Recently, we have seen an unusually large amount of bat issues in Richmond, Charlottesville and other areas in Virginia. The average colony size in our area is 10-12 bats, but in a maternity colony the size grows exponentially.
- The main species of bats that get into Virginia homes are the Little Brown Bat, Big Brown Bat and the Evening Bat.
- The main entry points for bats entering our home are attic vents, fascia gaps/openings or any gap/opening 3/8” or larger.
- Bats in our area give birth usually from May – August. Little Brown bats have 1 pup, Big Brown bats have 2-pups.
- Bats should never be killed or harmed in any way – they’re good for the environment.
- If a bat gets into the living quarters of your home: a) Don’t kill it – you may lose the ability to have it tested for rabies, and b) don’t release it back outside – you’ll lose the ability to test it for rabies and it will usually reenter the structure.
- If a bat gets into the living quarters of your home: DO – call your local animal control officer (they usually work thru your local police department or sheriffs’ office). They will come get the bat and submit it for rabies testing free of charge. AND Do – call us for an assessment of your bat infestation. It is unusual for a home to only have a single bat.
- Bat removal and control is a process (usually involves 4-5 steps). It is not like removing a squirrel or raccoon from your home. Leave it to experts like us that are NWCOA Bat Standards Compliant Certified (unlike most so called bat experts in Virginia). A bat job done incorrectly is sometimes worse than doing nothing at all.
- Bat house’s don’t seem to be effective. We’ve only seen one that was actually occupied with bats.
- Bats are good for the environment, but not your home or business. They can carry rabies, their droppings (poop) contains a fungus that can cause a lung disease called histoplasmosis, can infest your home with bat bugs (similar to bed bugs), can cause unpleasant odors, and can stain your walls and ceilings.
- There is NO repellants approved for use on bats. Companies and individuals that spray for bats may be violating Federal and State law, and exposing you and your family to harmful chemicals.
- Bat guano (droppings, poop) is toxic and the removal should be left to experts.
- Bat nets are not an effective or recommended method of bat removal.
- Wildlife control and pest control IS NOT the same thing. Pest control = bugs, and wildlife control = nuisance wild animals
- Bat removal should only be done by professionals that are licensed, insured, trained, certified, and experienced. Bats removal is not for the novice or untrained.
- Our highest calls for service involving bats is usually during the bat birthing season (May – August).
- No two bat jobs are the same. Anyone that gives a price over the phone (without a bat inspection of your property) for bat removal does not know what they are doing – Avoid them like the plague!!
- By next year, doing bat removal in Virginia will require special training and certification = we already have this training/certification. Just because a company/person has been removing bats for XX-years DOES NOT mean they are doing it correctly.

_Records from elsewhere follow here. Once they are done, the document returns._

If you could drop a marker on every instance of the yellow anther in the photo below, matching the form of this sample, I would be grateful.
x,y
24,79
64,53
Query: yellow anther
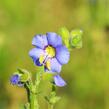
x,y
50,51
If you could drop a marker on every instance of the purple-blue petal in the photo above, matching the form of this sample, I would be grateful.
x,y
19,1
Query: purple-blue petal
x,y
15,79
62,54
54,39
35,53
55,65
40,41
59,81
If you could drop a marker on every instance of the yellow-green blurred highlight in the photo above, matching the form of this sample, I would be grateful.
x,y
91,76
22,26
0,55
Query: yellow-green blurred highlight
x,y
87,73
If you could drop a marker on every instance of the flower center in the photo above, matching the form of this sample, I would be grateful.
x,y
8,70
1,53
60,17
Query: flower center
x,y
50,51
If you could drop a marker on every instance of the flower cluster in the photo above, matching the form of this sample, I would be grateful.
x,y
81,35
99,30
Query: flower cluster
x,y
50,53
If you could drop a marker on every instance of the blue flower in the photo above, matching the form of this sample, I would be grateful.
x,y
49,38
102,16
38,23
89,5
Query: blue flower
x,y
15,80
50,53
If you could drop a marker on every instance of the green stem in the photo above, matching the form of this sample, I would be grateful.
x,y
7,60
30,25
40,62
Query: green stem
x,y
33,101
32,92
35,90
51,106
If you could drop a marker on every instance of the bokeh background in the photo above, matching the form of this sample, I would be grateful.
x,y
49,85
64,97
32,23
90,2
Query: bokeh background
x,y
87,73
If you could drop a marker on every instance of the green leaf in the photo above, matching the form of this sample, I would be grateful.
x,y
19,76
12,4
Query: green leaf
x,y
76,39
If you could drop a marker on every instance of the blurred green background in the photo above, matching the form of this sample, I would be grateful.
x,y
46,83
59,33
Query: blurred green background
x,y
87,73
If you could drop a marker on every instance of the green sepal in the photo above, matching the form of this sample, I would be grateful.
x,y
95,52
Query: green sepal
x,y
76,39
24,75
64,33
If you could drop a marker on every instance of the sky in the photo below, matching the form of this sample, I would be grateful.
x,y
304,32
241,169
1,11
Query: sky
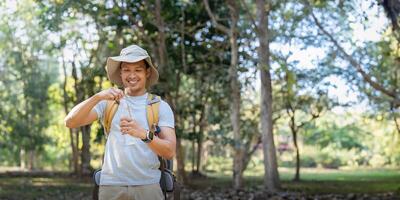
x,y
377,23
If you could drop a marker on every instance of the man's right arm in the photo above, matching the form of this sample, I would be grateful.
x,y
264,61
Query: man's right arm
x,y
83,113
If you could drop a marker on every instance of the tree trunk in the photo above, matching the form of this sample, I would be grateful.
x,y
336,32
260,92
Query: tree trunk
x,y
294,134
161,48
271,175
22,158
31,158
85,154
199,150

- Due to the nature of bat bites (small, often unnoticed), evaluating exposures to bats is different than evaluating exposures to terrestrial mammals. Therefore, anyone who has been: 1. bitten by a bat and knows he has been bitten, OR 2. in direct, bare-skinned contact with a bat and cannot rule out that a bite has not occurred OR 3. in a room with a bat and is unable to tell or articulate whether an exposure took place (e.g., infant, senile or unconscious adult) should be considered exposed.* *Particularly in situations involving mentally competent adults where the only evidence of potential exposure is scenario #3 above, further evaluation should be performed to ascertain the likelihood of being exposed without being aware of the exposure.
Other interesting bat facts:
- Bats are the only mammal that can truly fly.
- Virginia has 17 of the more than 1,000 bat species worldwide.
- Three of the bat species in Virginia are federal endangered species (Gray Bat, Indiana Bat, and Virginia Big-eared Bat); the Rafinesque’s Big-eared Bat, also known as the Eastern Big-eared Bat, is a state threatened and endangered species.
- The bats in Virginia are divided into two categories: cave bats and tree bats. Cave bats hibernate in caves, while tree bats hibernate in leaf clusters, under decaying logs, in hollow trees, or sometimes in abandoned mines or old buildings.
- Bats can live more than 10 years and some species can live up to 30 years.
- Owls, hawks, raccoons, skunks and other animals prey on bats.